Franciscan Letter from Santa Fe

In 1610, Juan de Escalona, a Franciscan friar in the new settlement of Santa Fe, wrote to the Spanish Viceroy in Mexico City about the abuses of the governor of Santa Fe, Don Juan de Onate.


The first and foremost difficulty, from which have sprung all the evils and the ruin of this land, is the fact that this conquest was entrusted to a man of such limited resources as Don Juan de Onate. The result was that soon after he entered the land, his people began to perpetrate many offenses against the natives and to plunder their pueblos of the corn they had gathered for their own sustenance; here corn is God, for they have nothing else with which to support themselves. Because of this situation and because the Spaniards asked the natives for blankets as tribute, even before teaching them the meaning of God, the Indians began to get restless, abandon their pueblos, and take to the mountains.

The governor did not want to sow a community plot to feed his people, although we friars urged him to do so, and the Indians agreed to it so that they would not be deprived of their food.
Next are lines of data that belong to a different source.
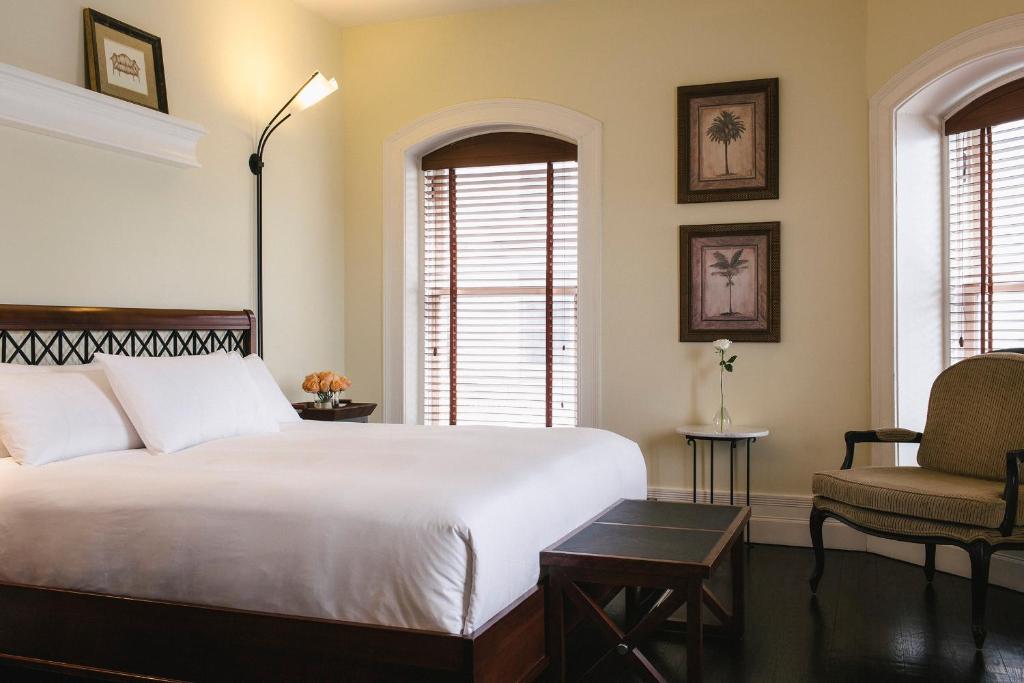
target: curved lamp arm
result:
[249,71,319,175]
[249,71,338,356]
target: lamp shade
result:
[295,72,338,112]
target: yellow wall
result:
[865,0,1024,95]
[0,0,344,397]
[341,0,868,494]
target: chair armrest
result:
[843,427,922,470]
[999,450,1024,536]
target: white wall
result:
[0,0,344,398]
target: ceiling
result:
[296,0,557,27]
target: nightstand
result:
[292,402,377,422]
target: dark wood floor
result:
[0,546,1024,683]
[570,546,1024,683]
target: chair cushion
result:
[814,496,1024,546]
[812,467,1024,528]
[918,353,1024,481]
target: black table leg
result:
[746,438,757,543]
[686,438,697,503]
[709,439,715,505]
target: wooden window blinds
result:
[423,133,579,427]
[946,80,1024,362]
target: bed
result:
[0,306,645,681]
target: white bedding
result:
[0,422,646,634]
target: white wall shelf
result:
[0,63,206,168]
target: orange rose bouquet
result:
[302,370,352,408]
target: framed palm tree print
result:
[679,222,781,342]
[677,78,778,204]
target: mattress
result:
[0,422,646,635]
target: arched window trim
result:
[421,132,579,427]
[945,78,1024,135]
[382,99,602,427]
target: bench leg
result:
[967,541,992,650]
[732,539,746,638]
[545,569,565,683]
[810,508,825,593]
[686,579,703,683]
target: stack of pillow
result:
[0,351,300,465]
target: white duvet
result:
[0,422,646,635]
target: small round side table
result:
[676,425,768,540]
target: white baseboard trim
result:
[647,486,1024,592]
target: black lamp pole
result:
[249,72,319,357]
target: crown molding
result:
[0,63,206,168]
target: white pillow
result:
[0,366,142,465]
[242,353,302,422]
[95,353,279,453]
[0,362,96,458]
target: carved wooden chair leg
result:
[810,508,825,593]
[967,541,992,650]
[925,543,935,584]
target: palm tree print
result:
[708,110,746,175]
[711,249,750,315]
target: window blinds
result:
[423,161,579,427]
[948,120,1024,362]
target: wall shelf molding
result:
[0,63,206,168]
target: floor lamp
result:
[249,72,338,357]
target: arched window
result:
[945,79,1024,362]
[422,132,579,427]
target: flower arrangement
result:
[302,370,352,403]
[712,339,739,432]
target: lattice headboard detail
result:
[0,304,256,366]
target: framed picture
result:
[679,222,781,342]
[84,7,167,114]
[677,78,778,204]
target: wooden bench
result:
[541,501,751,683]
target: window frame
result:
[378,99,603,427]
[939,74,1024,368]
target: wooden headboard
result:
[0,304,256,366]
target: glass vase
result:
[711,402,732,433]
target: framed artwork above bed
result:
[679,222,781,342]
[677,78,778,204]
[83,7,167,114]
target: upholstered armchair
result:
[811,352,1024,649]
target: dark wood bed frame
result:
[0,305,548,683]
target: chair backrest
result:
[918,352,1024,480]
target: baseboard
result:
[647,486,1024,592]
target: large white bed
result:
[0,422,646,635]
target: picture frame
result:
[679,222,782,342]
[83,7,168,114]
[676,78,778,204]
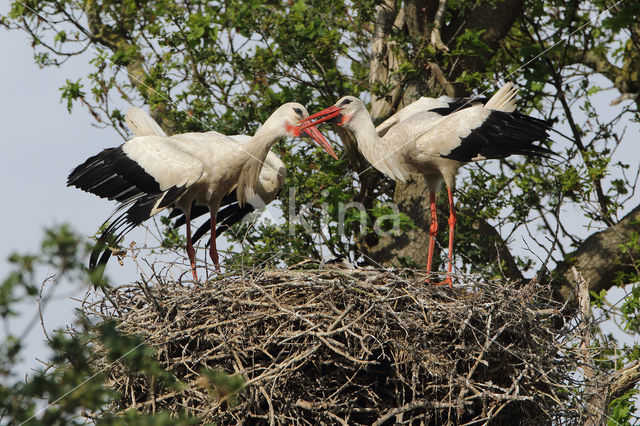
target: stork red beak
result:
[295,123,338,160]
[298,105,340,130]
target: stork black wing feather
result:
[442,111,555,162]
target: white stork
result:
[125,107,287,244]
[302,83,553,285]
[67,103,337,280]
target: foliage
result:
[0,225,205,426]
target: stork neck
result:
[347,114,391,169]
[237,120,286,204]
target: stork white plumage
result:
[302,83,553,285]
[125,107,287,244]
[67,102,337,280]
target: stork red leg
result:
[209,213,220,273]
[185,211,198,281]
[427,186,456,287]
[427,191,438,274]
[440,186,458,287]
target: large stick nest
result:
[84,270,576,425]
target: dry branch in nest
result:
[84,270,579,425]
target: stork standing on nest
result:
[125,107,287,250]
[302,83,553,285]
[67,102,337,280]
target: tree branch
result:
[553,205,640,300]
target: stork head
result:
[301,96,367,129]
[269,102,338,160]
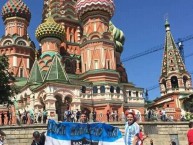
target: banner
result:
[45,120,124,145]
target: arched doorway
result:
[183,95,193,113]
[55,95,64,121]
[40,97,46,110]
[171,76,179,89]
[64,96,72,111]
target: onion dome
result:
[109,22,125,53]
[35,16,65,42]
[76,0,115,18]
[1,0,31,22]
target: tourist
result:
[1,112,5,125]
[106,110,111,122]
[187,122,193,145]
[80,113,88,123]
[150,139,153,145]
[136,112,141,121]
[138,128,148,145]
[147,110,152,121]
[43,109,48,124]
[161,108,166,121]
[92,111,97,122]
[70,111,75,122]
[121,112,125,122]
[76,109,81,122]
[120,112,140,145]
[22,110,27,124]
[38,110,42,123]
[0,130,6,145]
[31,131,44,145]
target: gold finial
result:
[48,0,52,17]
[35,50,38,60]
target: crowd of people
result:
[145,109,186,122]
[16,109,48,125]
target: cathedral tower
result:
[151,20,193,120]
[76,0,119,82]
[159,20,192,96]
[0,0,35,77]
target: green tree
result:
[0,55,16,104]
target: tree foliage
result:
[0,55,15,104]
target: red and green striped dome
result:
[76,0,115,18]
[35,16,65,42]
[1,0,31,22]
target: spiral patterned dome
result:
[1,0,31,22]
[109,22,125,53]
[76,0,115,18]
[35,16,65,42]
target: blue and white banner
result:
[45,120,124,145]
This effort was all of no avail, and now the Indians have to provide everything. As a result, all the corn they had saved for years has been consumed, and not a kernel is left over for them. The whole land has thus been reduced to such need that the Indians drop dead from starvation wherever they live; and they eat dirt and charcoal ground up with some seeds and a little corn in order to sustain life. Any Spaniard who gets his fill of tortillas here feels as if he has obtained a grant of nobility. Your lordship must not believe that the Indians will part willingly with their corn, or the blankets with which they cover themselves; on the contrary, this extortion is done by threats and force of arms, the soldiers burning some of the houses and killing the Indians. . . .
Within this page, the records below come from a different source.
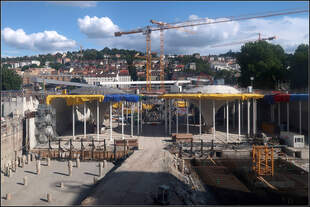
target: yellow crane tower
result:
[114,8,309,91]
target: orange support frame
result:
[252,145,274,176]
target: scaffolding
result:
[252,145,274,176]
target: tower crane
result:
[150,19,195,92]
[211,33,277,47]
[114,8,309,91]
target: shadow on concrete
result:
[53,172,69,176]
[24,170,37,175]
[40,198,48,202]
[84,172,99,176]
[74,171,205,205]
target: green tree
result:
[237,41,287,89]
[1,67,23,90]
[289,44,309,88]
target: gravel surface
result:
[1,160,114,206]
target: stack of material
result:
[35,104,57,144]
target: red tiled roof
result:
[119,70,129,76]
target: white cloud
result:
[1,27,77,52]
[78,14,309,55]
[49,1,97,8]
[78,16,119,38]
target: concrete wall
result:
[1,117,23,169]
[26,118,37,150]
[257,101,309,133]
[51,99,109,136]
[51,99,72,135]
[190,100,226,128]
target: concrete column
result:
[185,100,189,133]
[94,176,98,184]
[223,103,226,127]
[47,157,51,166]
[226,100,229,143]
[12,160,17,172]
[137,101,140,136]
[22,155,26,167]
[298,101,301,134]
[60,182,65,189]
[126,101,128,120]
[23,176,28,186]
[46,193,52,203]
[122,102,125,139]
[83,102,86,138]
[165,99,168,136]
[68,160,72,176]
[7,167,12,178]
[232,101,236,129]
[212,100,215,139]
[240,101,244,130]
[247,100,250,136]
[99,162,103,177]
[175,104,179,134]
[96,100,100,141]
[252,98,256,137]
[286,102,290,132]
[169,99,171,135]
[130,104,134,137]
[238,100,241,141]
[199,98,201,135]
[6,193,12,201]
[72,105,75,140]
[270,104,274,122]
[36,160,41,175]
[140,101,143,134]
[278,103,281,126]
[76,158,80,168]
[110,102,113,142]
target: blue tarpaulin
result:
[290,94,309,101]
[103,94,139,102]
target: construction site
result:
[1,6,309,206]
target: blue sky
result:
[1,1,309,56]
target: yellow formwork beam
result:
[46,95,104,106]
[159,93,264,100]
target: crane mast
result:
[114,9,309,91]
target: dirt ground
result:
[1,160,113,206]
[82,125,183,205]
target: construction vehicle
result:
[114,9,309,92]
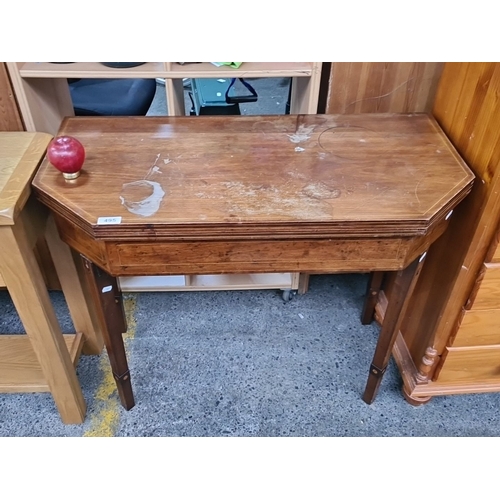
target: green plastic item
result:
[214,63,243,69]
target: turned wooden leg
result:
[363,253,425,404]
[82,255,135,410]
[402,386,432,406]
[45,215,104,354]
[361,271,385,325]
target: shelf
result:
[19,62,314,78]
[0,333,84,393]
[119,273,298,292]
I have told all this to make it clear that the governor does not have the resources to carry out the discovery of these lands. I do not hesitate to say that his majesty could have discovered this land with fifty well‑armed Christian men, giving them the necessary things for this purpose, and that what these fifty men might discover could be placed under the royal crown and the conquest effected in a Christian manner without outraging or killing these poor Indians, who think that we are all evil and that the king who sent us here is ineffective and a tyrant. By so doing we would satisfy the wishes of our mother church, which, not without long consideration and forethought and illuminated by the Holy Spirit, entrusted these conquests and the conversions of souls to the kings of Castile, our lords, acknowledging in them the means, Christianity, and holiness for an undertaking as heroic as is that of winning souls for God.

Because of these matters (and others that I am not telling), we cannot preach the gospel now, for it is despised by these people on account of our great offenses and the harm we have done them.

[From G.P. Hammond and Agapito Rey, Don Juan de Onate, Colonizer of New Mexico, 1595-1628. Part II (Albuquerque: University of New Mexico Press, 1953), 692-95.]